Since warfarin treatment is a more expensive and complicated
therapy than aspirin, not using warfarin and preventing
the bleeding complications associated with it would
save more than $20 million per year in the United States,
Dr. Chimowitz estimates.
"The results of this study are only relevant to people
with intracranial stenosis," Dr. Chimowitz notes. People
who are receiving warfarin for other conditions, such
as an irregular heart rhythm (called atrial fibrillation)
or clots in the legs or lung, should not stop taking
the drug, as studies have found that it is the best
option in those conditions, he cautions.
The dose of aspirin used in this study — 1300 mg — is
much higher than the daily doses typically prescribed,
which range from 81 to 325 mg. While there is some concern
that doses of 1300 mg aspirin may increase the risk
of gastrointestinal bleeding, the investigators chose
this dose because it was the only amount for which earlier
studies had provided good preliminary data. "This is
the only dose we know is as effective as warfarin for
this disease, since it was the only dose studied. We
just don't know how other doses of aspirin would stack
up," says Dr. Chimowitz.

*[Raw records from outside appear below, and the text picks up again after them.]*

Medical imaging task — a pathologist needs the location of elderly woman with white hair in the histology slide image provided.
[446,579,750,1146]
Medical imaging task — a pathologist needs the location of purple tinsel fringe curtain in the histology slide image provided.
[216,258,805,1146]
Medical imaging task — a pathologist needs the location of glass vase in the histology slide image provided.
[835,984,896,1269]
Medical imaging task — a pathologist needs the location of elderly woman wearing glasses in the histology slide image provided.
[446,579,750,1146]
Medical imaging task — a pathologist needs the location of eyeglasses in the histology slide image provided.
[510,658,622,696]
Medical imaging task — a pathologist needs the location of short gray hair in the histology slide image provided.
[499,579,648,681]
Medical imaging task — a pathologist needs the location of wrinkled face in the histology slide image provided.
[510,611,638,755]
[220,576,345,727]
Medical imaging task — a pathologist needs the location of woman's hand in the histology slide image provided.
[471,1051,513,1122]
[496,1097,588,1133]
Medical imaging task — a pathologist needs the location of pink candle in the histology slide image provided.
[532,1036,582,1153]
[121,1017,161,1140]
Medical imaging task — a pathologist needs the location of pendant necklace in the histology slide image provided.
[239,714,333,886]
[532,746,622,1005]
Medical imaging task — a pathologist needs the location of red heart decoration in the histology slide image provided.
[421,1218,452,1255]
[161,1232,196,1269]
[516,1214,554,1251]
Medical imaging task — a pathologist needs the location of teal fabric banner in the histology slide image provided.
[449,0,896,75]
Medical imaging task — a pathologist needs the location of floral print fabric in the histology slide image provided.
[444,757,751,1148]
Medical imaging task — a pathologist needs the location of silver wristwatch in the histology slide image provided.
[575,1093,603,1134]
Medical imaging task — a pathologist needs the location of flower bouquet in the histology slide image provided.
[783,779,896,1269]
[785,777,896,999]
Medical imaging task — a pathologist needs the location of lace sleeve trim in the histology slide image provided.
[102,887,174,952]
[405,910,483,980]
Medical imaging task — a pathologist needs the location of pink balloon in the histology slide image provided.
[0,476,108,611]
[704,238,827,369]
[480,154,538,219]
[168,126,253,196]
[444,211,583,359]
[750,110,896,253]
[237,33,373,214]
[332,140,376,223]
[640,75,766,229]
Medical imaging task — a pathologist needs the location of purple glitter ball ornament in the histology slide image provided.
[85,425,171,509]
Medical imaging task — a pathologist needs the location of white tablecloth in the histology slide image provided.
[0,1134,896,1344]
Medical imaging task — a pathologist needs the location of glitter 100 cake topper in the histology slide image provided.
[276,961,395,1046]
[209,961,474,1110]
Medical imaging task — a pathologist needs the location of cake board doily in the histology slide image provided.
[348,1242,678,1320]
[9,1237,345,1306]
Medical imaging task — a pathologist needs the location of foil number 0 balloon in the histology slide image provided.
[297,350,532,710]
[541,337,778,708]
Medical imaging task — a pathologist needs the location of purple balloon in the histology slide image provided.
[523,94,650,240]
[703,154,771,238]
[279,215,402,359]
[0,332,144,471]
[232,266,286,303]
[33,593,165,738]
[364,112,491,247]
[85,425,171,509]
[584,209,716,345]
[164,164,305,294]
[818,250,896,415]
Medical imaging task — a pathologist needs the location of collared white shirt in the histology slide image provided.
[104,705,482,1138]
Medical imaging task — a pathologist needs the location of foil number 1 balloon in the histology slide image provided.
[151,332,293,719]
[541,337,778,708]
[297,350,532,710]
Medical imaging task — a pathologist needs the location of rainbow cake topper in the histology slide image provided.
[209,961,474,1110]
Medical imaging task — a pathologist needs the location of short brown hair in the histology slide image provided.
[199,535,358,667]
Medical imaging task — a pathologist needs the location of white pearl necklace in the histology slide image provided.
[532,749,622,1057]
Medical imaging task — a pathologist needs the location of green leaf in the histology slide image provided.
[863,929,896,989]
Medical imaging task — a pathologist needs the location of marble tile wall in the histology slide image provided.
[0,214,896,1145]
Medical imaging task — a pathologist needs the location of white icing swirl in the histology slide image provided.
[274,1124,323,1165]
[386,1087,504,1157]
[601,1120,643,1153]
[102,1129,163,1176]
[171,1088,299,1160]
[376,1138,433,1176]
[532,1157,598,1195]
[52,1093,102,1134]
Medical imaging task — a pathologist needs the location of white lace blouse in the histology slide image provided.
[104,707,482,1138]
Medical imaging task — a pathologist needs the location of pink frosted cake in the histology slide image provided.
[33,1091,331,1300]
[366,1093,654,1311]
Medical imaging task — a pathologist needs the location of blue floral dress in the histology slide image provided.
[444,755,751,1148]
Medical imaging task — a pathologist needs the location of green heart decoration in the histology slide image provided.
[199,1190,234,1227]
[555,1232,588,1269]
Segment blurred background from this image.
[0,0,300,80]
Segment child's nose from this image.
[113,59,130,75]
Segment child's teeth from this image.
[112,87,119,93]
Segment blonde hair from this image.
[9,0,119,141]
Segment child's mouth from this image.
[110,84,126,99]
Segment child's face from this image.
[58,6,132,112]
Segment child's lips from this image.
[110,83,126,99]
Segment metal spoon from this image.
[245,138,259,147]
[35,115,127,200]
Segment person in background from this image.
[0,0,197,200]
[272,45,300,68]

The major bleeding risk on
high dose aspirin in WASID was similar to the major
bleeding risk in other stroke trials that have evaluated
lower doses of aspirin (e.g. 325 mg per day), he adds.

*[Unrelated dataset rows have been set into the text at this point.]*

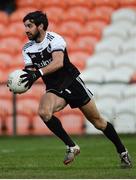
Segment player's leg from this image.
[39,92,80,164]
[80,98,132,167]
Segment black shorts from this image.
[47,77,93,108]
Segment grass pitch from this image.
[0,136,136,179]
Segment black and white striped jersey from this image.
[22,31,80,91]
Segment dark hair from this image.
[23,11,48,31]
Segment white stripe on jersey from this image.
[76,76,93,98]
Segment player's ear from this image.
[39,24,43,30]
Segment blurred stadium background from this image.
[0,0,136,135]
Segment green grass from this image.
[0,136,136,179]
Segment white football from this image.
[7,69,28,94]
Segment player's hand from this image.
[20,69,41,89]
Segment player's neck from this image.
[36,31,46,43]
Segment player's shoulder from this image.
[46,31,63,41]
[23,41,35,51]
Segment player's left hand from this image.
[20,69,41,89]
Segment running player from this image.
[19,11,132,167]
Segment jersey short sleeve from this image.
[51,34,66,52]
[22,50,33,66]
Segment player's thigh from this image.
[39,92,66,114]
[80,98,107,128]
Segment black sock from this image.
[44,116,75,147]
[103,122,125,153]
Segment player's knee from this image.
[38,109,52,122]
[93,118,107,131]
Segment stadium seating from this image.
[112,8,136,23]
[0,11,9,25]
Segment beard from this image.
[27,31,40,41]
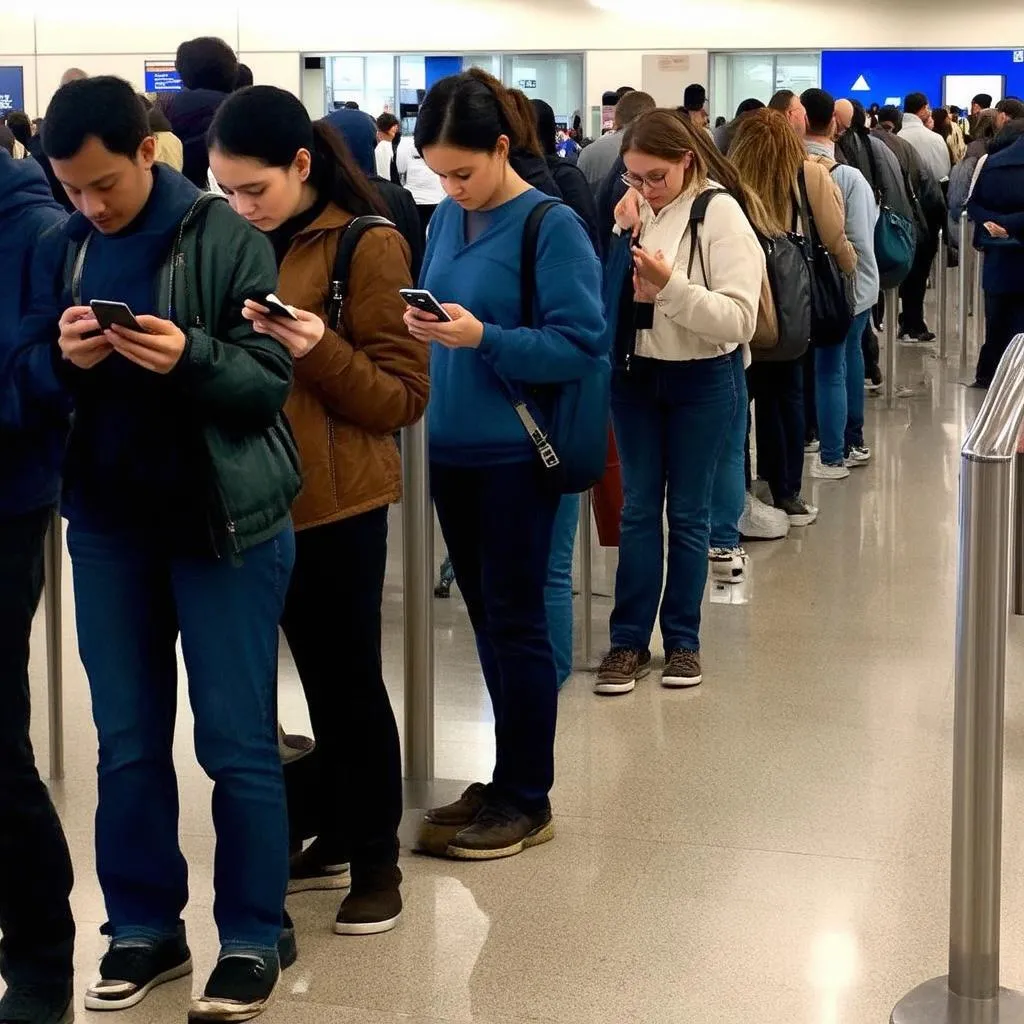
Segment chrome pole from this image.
[886,288,899,409]
[890,335,1024,1024]
[580,490,594,669]
[401,420,434,782]
[43,509,63,781]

Most experts believe there are no advantages to aspirin
doses greater than 325 mg for stroke prevention, and
the U.S. Food and Drug Administration-approved dose
of aspirin for prevention of vascular events is 50-325
mg. Patients should consult their physicians before
beginning any long-term or high-dose aspirin treatment
regimen.
Even with treatment, the rates of ischemic stroke in
this clinical trial were substantially higher than in
stroke prevention trials that have evaluated aspirin
and warfarin in patients with other causes of stroke.

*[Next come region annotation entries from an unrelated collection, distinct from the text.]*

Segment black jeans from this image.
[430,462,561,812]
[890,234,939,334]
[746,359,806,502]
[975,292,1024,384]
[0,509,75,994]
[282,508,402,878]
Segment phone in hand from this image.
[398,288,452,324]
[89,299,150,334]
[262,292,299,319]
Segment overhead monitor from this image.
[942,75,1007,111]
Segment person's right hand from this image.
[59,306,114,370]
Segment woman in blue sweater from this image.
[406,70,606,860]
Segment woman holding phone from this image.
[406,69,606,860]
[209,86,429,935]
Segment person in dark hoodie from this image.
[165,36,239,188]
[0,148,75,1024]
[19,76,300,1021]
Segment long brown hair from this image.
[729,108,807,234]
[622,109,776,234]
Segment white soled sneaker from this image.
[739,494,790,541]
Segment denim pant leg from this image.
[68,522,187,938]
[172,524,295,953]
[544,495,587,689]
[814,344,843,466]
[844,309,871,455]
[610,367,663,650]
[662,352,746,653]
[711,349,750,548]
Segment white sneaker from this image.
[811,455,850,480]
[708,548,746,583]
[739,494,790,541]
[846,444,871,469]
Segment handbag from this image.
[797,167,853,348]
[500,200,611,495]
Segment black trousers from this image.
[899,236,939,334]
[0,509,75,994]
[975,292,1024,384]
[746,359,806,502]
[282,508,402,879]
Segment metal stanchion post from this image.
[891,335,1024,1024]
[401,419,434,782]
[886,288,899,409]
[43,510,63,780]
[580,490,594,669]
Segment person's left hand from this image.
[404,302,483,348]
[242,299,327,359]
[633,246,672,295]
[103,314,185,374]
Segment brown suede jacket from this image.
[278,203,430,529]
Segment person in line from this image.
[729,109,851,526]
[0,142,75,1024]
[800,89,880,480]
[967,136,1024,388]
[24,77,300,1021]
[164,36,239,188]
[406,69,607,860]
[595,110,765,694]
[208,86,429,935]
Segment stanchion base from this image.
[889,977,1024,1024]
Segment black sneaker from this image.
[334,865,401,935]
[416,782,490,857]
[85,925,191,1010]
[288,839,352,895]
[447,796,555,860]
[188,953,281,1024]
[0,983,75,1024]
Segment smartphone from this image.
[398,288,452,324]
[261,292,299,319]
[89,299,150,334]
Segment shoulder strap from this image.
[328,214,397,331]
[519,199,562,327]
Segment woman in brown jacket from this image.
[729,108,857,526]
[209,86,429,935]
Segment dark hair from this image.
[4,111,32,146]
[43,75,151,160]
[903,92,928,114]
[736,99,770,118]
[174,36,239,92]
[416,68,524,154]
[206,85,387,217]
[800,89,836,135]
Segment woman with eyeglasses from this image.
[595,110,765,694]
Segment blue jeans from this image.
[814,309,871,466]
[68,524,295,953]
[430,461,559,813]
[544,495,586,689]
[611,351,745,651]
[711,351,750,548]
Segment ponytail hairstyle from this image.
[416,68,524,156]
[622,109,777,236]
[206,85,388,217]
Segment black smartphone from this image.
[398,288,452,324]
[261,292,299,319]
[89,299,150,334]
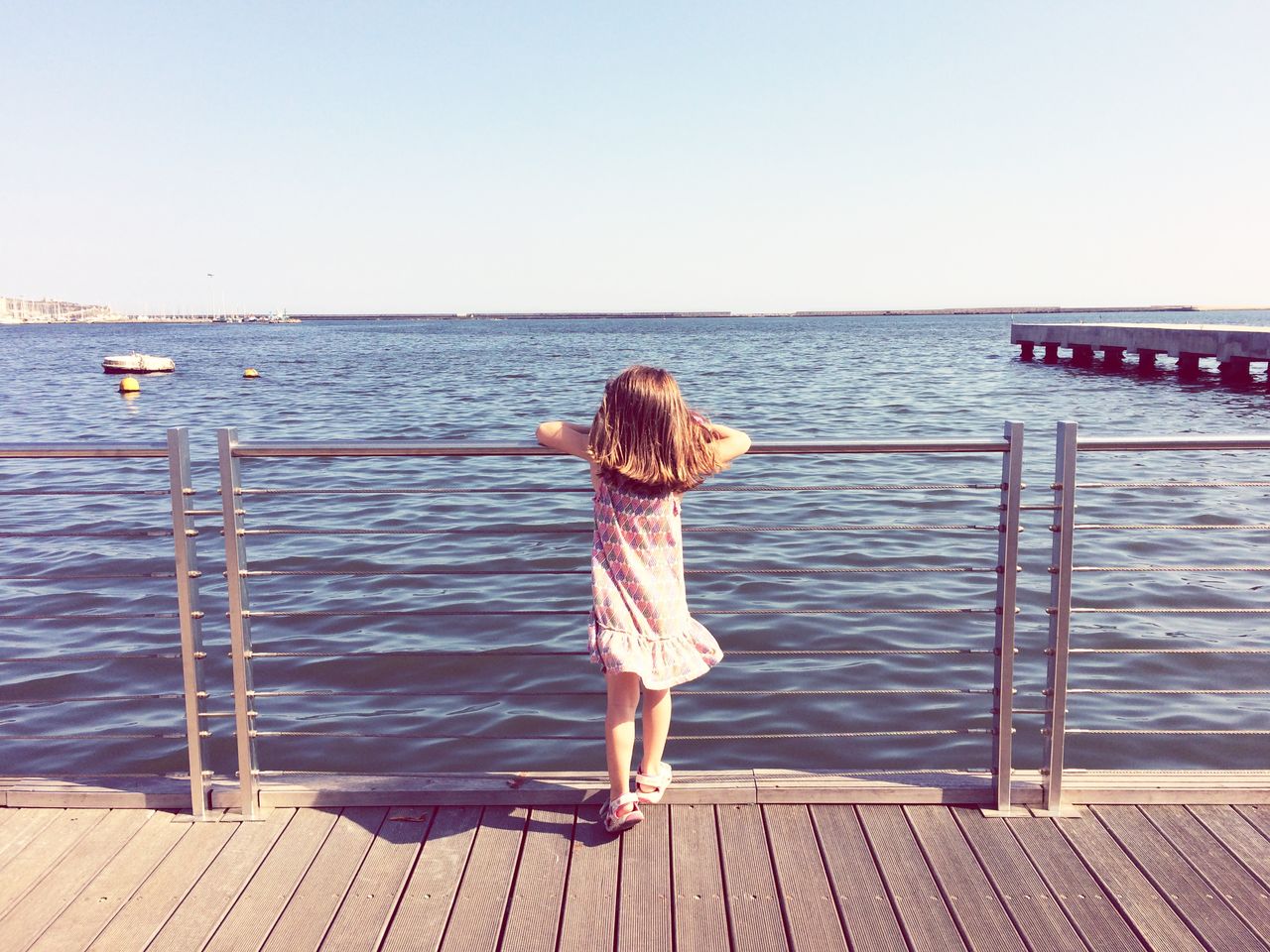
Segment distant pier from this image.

This underscores that patients with intracranial stenosis
are at particularly high risk for stroke and that better
therapies are needed, the investigators note.
The NINDS is a component of the National Institutes
of Health within the Department of Health and Human
Services and is the nation's primary supporter of biomedical
research on the brain and nervous system.
* Chimowitz MI, Lynn MJ, Howlett-Smith
H, Stern BJ, Hertzberg VS, Frankel MR, Levine SR, Chaturvedi
S, Kasner SE, Benesch CG, Sila CA, Jovin TG, Romano
JG, for the Warfarin Aspirin Symptomatic Intracranial
Disease (WASID) Investigators. "Comparison of warfarin
and aspirin for symptomatic intracranial arterial stenosis." New
England Journal of Medicine, March 31, 2005, Vol.